The fireman consultant: These consultants form a needy and parasitic relationship with you. They are vague about what you should do to improve your practice performance. However, each time your level of worry increases and you call, she or he will don a fire hat, grab the hose and attempt to put out the current fire. This type of consulting lasts forever and is a huge financial drain on your business. You have not learned practice-building or problem-solving techniques and probably never will because you are being enabled to continue doing what you have always done. This consultant is the shield between you and your employees.

The away-from-the-office seminars: This program requires shutting down your practice and flying your staff to some major city or boarding a cruise ship. You can write off the travel expense for continuing education. This is a huge “bonus incentive” to your staff for a job well done over the past year. While you were cruising on the high sea for a week, you lost an average of $18,500 in production. This cost is in addition to the course fee of several thousand dollars and the travel and meal expense. You should provide your staff with “spending money” so they may enjoy the vacation. Please refer to the Cheerleader and Guru prototypes for further instruction.
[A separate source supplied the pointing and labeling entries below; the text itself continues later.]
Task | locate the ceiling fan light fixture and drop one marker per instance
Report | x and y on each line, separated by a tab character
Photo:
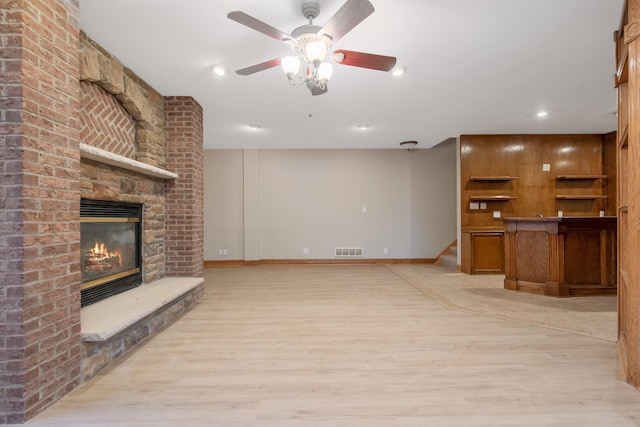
290	65
325	71
316	51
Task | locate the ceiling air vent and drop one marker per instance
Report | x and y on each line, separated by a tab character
349	252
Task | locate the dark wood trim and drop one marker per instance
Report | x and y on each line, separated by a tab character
240	263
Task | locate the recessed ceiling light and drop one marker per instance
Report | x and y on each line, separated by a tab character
398	71
219	70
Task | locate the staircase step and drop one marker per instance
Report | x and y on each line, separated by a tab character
449	261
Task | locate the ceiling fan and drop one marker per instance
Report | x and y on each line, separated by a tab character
311	62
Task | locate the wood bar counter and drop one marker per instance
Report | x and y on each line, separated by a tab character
561	257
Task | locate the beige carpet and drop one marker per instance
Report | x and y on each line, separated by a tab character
594	316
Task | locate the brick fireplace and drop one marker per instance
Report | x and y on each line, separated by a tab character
76	124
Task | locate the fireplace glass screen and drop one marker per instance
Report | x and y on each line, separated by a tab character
110	248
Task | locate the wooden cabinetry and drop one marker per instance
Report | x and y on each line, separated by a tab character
561	256
528	176
484	251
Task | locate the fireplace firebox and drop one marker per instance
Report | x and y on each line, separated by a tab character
111	255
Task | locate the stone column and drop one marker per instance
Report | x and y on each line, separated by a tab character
39	206
184	244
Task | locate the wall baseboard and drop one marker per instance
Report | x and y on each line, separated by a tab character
239	262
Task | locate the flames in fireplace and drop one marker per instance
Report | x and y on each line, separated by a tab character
110	239
99	258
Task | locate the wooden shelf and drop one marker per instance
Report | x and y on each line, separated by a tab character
580	177
492	178
574	197
492	198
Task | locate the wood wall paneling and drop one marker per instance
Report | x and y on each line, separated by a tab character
628	202
505	173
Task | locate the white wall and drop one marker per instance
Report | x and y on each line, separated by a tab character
315	198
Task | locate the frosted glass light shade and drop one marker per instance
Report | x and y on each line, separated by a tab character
315	51
325	71
290	65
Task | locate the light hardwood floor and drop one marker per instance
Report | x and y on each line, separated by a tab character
349	346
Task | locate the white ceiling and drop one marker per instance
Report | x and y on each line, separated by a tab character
474	67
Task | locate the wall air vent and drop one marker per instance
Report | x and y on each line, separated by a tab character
348	252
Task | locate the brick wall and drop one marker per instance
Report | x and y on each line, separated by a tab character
42	179
39	222
105	123
108	125
185	196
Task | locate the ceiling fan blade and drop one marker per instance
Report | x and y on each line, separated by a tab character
255	24
350	14
259	67
319	91
366	60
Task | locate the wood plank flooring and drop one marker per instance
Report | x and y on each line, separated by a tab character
350	345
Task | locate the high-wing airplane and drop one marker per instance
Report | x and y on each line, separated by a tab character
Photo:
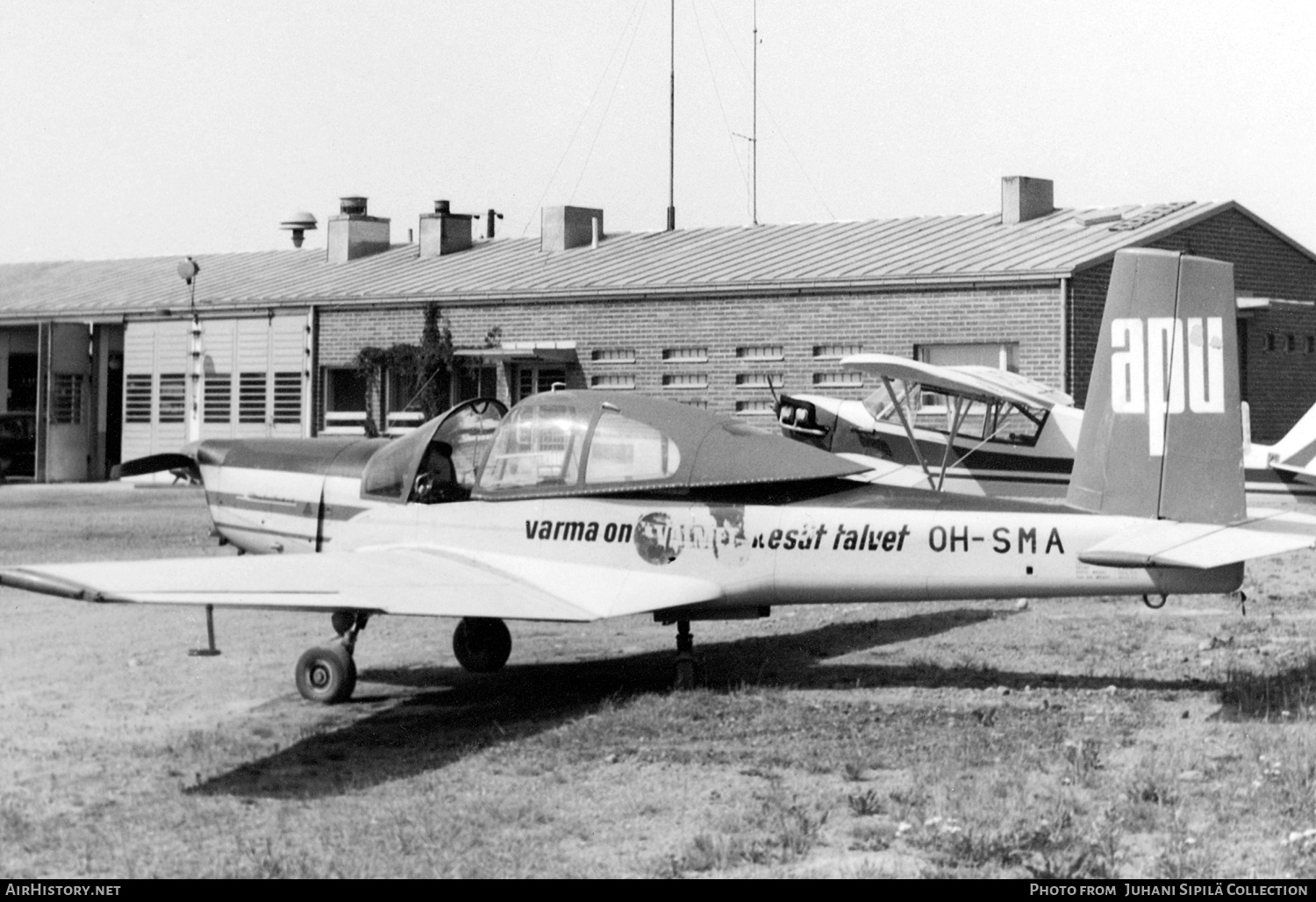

The Ex-Employee Owns His/Her Own Consulting Firm Be very weary of this consultant. He or she may have worked for a large consulting firm for less than a year, and thinks he/she knows it all, so started his/her own consulting firm. He/she took away some forms and other info, but do they really have the knowledge base to meet all the needs required in a full-blown consulting project? Probably not, but they will let you be the guinea pig.

The above styles of practice management promote self-interest on the part of the consultant or company. They seldom will improve your practice or increase your profitability long-term.